Translated, this means: The EU wants to do everything to militarily secure the shipping connection through the South China Sea, through which thirty percent of European trade with Asia flows. China claims 80 percent of this maritime zone, which the other states do not recognize and which the Permanent Court of Arbitration in The Hague declared illegal in 2016 by invoking the Convention on the Law of the Sea. Beijing doesn’t give a damn about it, instead it is expanding its own naval bases and is becoming increasingly aggressive. Borrell points out that the Europeans have already shown their flag with two missions in the area of the Indian Ocean, with the anti-piracy mission Atalanta off the Somali coast and with the new training mission in Mozambique. Regional partner countries such as Japan, Pakistan and India also participate in Atalanta. That could be the base for more missions. The EU wants to carry out “more joint military exercises” with its partners and call at their ports more often “in order to fight piracy and protect the freedom of navigation”. The partners should also be specifically trained for this. The model is a project to protect the sea routes off the East African coast, which is being extended “into the southern Pacific” – that is, into the marine region claimed by China.

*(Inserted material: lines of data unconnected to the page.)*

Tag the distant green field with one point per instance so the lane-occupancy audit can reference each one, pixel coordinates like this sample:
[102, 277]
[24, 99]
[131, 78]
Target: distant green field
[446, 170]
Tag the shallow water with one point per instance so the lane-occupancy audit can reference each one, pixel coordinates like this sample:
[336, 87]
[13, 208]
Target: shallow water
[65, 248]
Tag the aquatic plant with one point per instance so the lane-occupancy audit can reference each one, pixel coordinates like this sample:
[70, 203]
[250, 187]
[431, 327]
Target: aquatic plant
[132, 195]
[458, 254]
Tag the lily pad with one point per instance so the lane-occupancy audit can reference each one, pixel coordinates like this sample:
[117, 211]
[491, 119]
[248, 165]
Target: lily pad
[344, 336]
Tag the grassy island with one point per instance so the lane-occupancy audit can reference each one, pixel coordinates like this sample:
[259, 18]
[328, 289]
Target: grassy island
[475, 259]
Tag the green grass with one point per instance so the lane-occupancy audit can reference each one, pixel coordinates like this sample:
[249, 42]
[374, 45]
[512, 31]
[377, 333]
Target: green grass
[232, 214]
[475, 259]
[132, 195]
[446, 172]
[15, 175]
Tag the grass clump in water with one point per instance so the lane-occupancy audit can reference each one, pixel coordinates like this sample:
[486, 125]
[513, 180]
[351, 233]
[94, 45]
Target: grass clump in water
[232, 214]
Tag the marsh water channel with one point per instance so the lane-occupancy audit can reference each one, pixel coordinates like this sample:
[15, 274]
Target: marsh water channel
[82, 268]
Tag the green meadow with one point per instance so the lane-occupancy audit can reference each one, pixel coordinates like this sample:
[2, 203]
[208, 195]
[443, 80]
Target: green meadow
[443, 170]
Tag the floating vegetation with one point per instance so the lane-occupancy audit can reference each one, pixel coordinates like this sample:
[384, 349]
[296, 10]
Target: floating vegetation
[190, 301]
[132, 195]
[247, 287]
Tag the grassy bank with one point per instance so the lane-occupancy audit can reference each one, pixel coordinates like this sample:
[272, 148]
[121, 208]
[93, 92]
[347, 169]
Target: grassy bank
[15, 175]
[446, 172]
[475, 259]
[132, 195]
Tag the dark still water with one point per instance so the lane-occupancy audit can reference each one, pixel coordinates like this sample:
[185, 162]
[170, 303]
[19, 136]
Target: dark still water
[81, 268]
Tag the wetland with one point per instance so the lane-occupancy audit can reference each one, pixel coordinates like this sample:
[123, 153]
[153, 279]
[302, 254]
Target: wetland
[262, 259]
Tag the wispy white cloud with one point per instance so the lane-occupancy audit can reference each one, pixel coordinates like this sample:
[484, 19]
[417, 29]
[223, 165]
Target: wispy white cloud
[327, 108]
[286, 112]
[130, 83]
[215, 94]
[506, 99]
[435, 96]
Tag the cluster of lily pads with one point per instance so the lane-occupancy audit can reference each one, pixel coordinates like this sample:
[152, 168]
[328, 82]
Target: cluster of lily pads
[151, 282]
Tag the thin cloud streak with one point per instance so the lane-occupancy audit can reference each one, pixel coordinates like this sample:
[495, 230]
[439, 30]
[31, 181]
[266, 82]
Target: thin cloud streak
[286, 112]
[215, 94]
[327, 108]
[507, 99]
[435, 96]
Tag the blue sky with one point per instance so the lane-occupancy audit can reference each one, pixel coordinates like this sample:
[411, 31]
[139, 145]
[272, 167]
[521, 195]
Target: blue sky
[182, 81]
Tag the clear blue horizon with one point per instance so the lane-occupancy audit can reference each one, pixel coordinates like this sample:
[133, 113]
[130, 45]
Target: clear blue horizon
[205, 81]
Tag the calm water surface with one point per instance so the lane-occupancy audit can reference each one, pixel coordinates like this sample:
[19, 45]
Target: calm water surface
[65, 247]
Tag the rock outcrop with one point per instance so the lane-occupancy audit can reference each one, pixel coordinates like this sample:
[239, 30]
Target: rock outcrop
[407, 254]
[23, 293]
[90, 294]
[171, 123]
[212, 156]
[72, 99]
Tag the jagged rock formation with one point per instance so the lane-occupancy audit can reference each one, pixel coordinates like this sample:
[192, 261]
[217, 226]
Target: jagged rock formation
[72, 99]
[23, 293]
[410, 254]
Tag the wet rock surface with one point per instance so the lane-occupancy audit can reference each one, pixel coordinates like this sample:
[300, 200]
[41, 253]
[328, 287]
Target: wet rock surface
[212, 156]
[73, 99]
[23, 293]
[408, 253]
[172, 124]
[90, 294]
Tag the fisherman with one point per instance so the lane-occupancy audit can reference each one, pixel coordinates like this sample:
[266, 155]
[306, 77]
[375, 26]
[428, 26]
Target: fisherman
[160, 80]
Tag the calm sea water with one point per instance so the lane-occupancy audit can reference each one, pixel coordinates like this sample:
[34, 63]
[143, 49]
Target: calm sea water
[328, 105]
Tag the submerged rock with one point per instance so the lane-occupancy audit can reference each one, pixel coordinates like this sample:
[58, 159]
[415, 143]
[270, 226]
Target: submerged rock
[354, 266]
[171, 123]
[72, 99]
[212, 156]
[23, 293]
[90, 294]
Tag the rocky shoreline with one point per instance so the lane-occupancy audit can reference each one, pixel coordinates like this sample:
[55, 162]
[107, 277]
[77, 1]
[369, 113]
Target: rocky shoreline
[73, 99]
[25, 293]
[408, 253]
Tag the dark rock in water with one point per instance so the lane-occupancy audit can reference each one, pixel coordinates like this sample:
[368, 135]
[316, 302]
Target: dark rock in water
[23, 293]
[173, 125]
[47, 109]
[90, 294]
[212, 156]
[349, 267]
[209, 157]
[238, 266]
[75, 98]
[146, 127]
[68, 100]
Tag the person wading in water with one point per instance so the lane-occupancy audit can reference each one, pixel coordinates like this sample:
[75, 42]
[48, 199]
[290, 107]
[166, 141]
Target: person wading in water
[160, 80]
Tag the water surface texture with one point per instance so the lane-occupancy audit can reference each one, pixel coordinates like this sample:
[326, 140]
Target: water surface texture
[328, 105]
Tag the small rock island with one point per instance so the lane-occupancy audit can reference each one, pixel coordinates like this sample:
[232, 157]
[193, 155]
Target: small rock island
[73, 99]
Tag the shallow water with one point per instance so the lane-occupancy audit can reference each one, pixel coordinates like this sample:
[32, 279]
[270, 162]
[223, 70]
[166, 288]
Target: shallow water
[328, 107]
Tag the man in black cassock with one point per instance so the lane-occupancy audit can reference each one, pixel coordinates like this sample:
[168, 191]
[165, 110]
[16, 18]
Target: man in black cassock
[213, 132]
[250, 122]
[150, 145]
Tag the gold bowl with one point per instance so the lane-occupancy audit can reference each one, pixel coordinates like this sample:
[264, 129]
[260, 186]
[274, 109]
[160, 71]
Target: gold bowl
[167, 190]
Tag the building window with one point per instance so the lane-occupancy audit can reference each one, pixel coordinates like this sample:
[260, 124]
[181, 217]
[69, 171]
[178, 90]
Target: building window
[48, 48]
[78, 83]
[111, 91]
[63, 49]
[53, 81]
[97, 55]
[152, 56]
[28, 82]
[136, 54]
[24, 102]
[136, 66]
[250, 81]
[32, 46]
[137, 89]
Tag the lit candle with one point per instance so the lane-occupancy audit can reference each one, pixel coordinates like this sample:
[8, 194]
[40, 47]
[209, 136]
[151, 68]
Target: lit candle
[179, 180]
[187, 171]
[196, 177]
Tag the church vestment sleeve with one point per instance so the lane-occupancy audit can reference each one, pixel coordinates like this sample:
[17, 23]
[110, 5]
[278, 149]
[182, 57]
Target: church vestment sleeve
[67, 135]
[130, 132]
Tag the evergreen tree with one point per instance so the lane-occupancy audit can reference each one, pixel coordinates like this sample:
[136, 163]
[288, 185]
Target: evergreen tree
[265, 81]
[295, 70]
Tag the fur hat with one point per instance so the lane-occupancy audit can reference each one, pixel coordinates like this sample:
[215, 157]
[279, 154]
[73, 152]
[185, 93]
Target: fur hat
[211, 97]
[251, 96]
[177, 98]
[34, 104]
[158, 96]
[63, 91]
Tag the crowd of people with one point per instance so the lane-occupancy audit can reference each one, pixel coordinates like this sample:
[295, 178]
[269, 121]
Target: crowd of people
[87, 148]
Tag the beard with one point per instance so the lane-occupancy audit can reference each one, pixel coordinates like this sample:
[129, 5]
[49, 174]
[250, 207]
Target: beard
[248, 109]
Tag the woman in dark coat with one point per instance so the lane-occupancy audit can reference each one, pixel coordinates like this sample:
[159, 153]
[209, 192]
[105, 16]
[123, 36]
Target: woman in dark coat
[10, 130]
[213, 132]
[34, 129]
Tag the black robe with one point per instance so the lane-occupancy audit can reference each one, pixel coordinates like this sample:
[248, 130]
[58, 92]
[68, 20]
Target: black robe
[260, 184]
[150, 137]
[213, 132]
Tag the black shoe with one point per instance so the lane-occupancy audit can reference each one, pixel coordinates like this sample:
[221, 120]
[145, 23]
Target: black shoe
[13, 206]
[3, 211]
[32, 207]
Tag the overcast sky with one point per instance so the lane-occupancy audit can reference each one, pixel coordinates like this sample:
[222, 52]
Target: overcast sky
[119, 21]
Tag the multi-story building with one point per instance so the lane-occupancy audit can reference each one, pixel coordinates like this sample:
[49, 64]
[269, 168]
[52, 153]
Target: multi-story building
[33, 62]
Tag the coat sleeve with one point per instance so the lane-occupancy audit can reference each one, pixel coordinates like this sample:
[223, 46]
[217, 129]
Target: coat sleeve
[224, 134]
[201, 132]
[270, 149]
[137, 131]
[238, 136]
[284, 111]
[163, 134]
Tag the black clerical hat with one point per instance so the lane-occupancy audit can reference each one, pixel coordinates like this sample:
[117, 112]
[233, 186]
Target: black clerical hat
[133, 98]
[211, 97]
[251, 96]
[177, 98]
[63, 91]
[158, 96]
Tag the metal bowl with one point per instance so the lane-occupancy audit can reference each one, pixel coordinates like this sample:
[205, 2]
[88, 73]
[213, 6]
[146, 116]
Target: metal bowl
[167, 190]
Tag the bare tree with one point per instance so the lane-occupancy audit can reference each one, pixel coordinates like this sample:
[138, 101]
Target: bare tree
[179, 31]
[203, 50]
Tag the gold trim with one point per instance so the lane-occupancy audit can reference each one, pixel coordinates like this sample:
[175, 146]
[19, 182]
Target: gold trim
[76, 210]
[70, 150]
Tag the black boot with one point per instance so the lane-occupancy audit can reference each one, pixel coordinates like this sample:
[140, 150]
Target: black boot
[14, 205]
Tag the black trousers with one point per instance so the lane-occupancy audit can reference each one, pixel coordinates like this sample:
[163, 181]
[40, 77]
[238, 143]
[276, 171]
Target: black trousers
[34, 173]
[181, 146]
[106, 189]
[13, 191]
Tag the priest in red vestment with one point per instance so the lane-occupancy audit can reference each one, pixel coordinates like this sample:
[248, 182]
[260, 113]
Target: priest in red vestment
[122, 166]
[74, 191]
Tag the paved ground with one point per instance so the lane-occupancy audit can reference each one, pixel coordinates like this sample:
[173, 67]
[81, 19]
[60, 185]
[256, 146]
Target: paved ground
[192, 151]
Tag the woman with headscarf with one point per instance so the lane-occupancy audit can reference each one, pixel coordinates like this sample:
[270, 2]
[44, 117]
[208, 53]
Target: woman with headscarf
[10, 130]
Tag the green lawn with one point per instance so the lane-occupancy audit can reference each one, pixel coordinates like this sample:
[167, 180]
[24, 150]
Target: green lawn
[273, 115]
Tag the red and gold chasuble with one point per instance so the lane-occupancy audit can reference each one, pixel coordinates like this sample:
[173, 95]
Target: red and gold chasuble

The plan goes even further: the EU even wants to define “marine areas of interest” and jointly patrol them with regional partners. She has been testing how to do this in the Gulf of Guinea since the beginning of this year. There, near the West African coast, armed attacks on ships have risen sharply and drugs are being smuggled into Europe. EU member states such as France, Italy and Spain are regularly present with their own naval ships and reconnaissance aircraft. They are now networked within the framework of the so-called “coordinated maritime presence” and use an electronic monitoring platform that has been developed by the European Defense Agency (MARSUR). In the South China Sea, too, the Europeans are showing an increasing presence. In the first half of this year, France sent a hunting submarine, an amphibious assault ship and a frigate into disputed waters. The German frigate Bayern set sail at the beginning of August and will also cross the region claimed by China.
In future, such national missions are to be coordinated via the European platform and networked with partners from the region. That would also strengthen the EU vis-à-vis NATO, which China classifies as a “systemic challenge”, but wants to limit itself as a military alliance to the Atlantic. A senior EU official describes the European approach as follows: “We do not want to enter into open confrontation, but at the same time make it clear that we are not simply giving China free rein.” When the EU foreign ministers first suggested this in April, Beijing reacted critically but moderate. In Brussels, this was interpreted as a sign that China did not want an escalation like the one with the United States. Of course, it remains to be seen how the reaction will be when it is no longer just about the plan, but about its implementation.
The Chinese are still ambivalent about that. A European presence as an independent entity, which does not throw much weight into the scale pan and acts separately from the USA, should even be welcomed as long as it splits the West. But certainly not as an auxiliary force of the USA, the Quad and maybe even as extension of the NATO mission area. But what happened to the planned EU mission in the Persian Gulf? Nothing more had been heard about it, but it was also supposed to act as an independent entity when the conflict between Trump and Iran was escalating.